In On Her Majesty's Secret Service, James Bond returns to Royale-les-Eaux to visit the grave of Vesper Lynd, a yearly pilgrimage of his. On the road, he and the mysterious, and reckless, Contessa Teresa "Tracy" di Vicenzo race each other in their cars. Later they meet face to face in the casino, where Bond, even though he barely knows her, covers her gambling debt to save her from a dishonorable loss, un coup de deshonneur.
But Tracy is worse than reckless; she is suicidal. The next day, Bond interrupts her while she is trying to kill herself.
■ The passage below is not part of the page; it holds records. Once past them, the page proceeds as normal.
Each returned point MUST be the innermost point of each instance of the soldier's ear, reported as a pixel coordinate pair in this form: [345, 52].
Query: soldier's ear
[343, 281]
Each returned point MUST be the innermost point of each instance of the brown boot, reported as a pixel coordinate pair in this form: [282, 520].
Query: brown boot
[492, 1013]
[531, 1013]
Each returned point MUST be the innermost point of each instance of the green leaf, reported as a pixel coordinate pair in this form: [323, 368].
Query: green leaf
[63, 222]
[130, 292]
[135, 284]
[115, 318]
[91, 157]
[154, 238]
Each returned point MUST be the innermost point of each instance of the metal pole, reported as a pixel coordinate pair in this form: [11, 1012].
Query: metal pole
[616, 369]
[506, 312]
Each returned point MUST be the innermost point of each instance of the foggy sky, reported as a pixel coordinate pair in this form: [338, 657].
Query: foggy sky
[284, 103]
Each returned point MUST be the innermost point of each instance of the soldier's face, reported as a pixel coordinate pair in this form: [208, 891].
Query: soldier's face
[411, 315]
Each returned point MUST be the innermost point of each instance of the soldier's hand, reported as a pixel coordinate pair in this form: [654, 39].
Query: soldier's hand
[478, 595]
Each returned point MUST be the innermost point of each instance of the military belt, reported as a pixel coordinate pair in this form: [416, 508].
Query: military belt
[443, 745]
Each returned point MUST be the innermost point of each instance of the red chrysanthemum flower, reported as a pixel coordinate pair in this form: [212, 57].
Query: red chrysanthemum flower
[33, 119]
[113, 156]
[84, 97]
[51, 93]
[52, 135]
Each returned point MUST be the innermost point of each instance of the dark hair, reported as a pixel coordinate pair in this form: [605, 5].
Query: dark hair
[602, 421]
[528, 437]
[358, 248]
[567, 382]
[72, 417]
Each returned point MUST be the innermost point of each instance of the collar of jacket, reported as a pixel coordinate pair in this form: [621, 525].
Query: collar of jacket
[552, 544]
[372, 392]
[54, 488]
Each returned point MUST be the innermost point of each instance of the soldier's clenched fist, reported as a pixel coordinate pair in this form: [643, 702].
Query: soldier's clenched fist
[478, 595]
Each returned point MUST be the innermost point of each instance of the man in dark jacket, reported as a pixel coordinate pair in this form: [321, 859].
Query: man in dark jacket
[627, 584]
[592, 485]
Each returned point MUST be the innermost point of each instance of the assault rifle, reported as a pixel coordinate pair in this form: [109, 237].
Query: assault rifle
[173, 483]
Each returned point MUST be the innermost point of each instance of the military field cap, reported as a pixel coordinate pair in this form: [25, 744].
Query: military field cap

Bond finds himself talking alone to Tracy's father, Marc-Ange Draco, head of the Corsican Mafia and holder of the King's Medal for Resistance Fighters (so, even though a criminal, a good guy). Draco convinces Bond to make love to his daughter, to give her hope enough to stay alive, and admonishes him to keep their conversation herkos odonton, which, he says, is Greek for top secret.
Now according to Hank Prunckun, in Counterintelligence Theory and Practice, this Greek saying probably comes from a passage in the Odyssey in which Zeus asks Athena to be careful about letting information slip so easily through the barrier (herkos) of her teeth (odonton).
I am easily amused, and I have been having fun imagining the school boy, Ian Fleming, coming across this phrase and tucking it away in his mind. "Someday," he thinks, "I'll find a use for this wonderful phrase, herkos odonton; I just know I will."